Analyses of alpha-dystrobrevin-null mice implicate Niemann-Pick C1 in muscular dystrophy

In skeletal muscle, the dystrophin-associated protein complex (DPC) links the intracellular actin cytoskeleton to the extracellular matrix. Duchenne muscular dystrophy (DMD) and various other muscular dystrophies are caused by the loss or alteration of certain proteins of the DPC. Abnormalities of the neuromuscular junction (NMJ) are also caused by the loss of various DPC proteins. We performed gene expression analyses on skeletal muscles from mice lacking the DPC members alpha-dystrobrevin (Dtna) or alpha-syntrophin (Snta) in order to identify molecular alterations that result in muscular dystrophy and/or NMJ abnormalities. We identified a highly significant reduction in Niemann-Pick C1 (Npc1) transcript levels in Dtna-/- compared to wild-type mice.
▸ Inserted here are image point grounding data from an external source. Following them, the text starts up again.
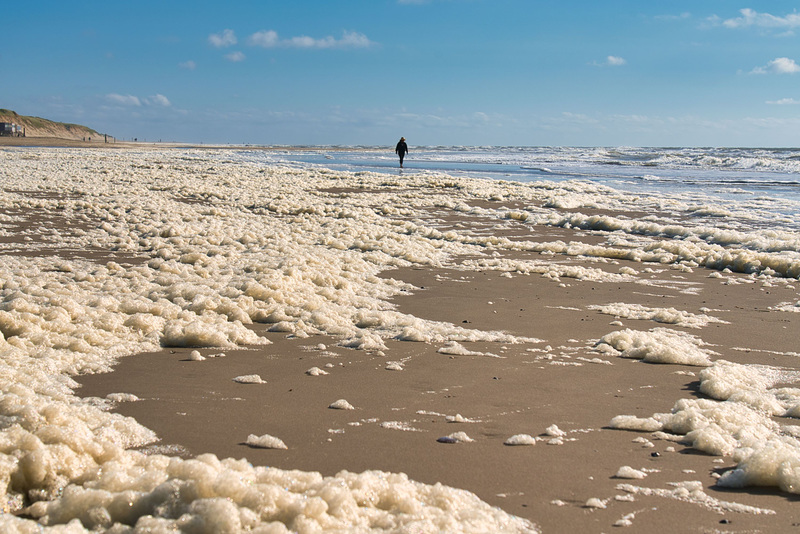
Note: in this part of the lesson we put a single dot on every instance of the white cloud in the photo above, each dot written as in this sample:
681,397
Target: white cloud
125,100
270,39
135,101
751,17
264,38
224,39
610,61
159,100
784,102
780,65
Mutations in Npc1, a cholesterol- and sphingolipid-trafficking protein, cause a progressive, neurodegenerative lysosomal storage disorder (NPC disease). We generated transgenic mice expressing NPC1 exclusively in skeletal muscles of Dtna-/- and mdx (dystrophin-null) mice and found a significant attenuation of the dystrophic phenotype in both the Dtna-/- and mdx mice. We also observed a significant improvement of the NPC phenotype in a line of NPC1-null mice possessing the Npc1 transgene. The expression of transgenic NPC1 in skeletal muscle does not appear to explain the phenotypic improvement of the NPC1-null mice, but the insertion of the transgene into the chromosome may have physically affected a gene encoding a protein capable of modulating the phenotype of the disease. In conclusion, this research suggests a connection between altered NPC1 levels and muscular dystrophy, a connection that could lead to novel therapies for this grievous illness with few treatment options.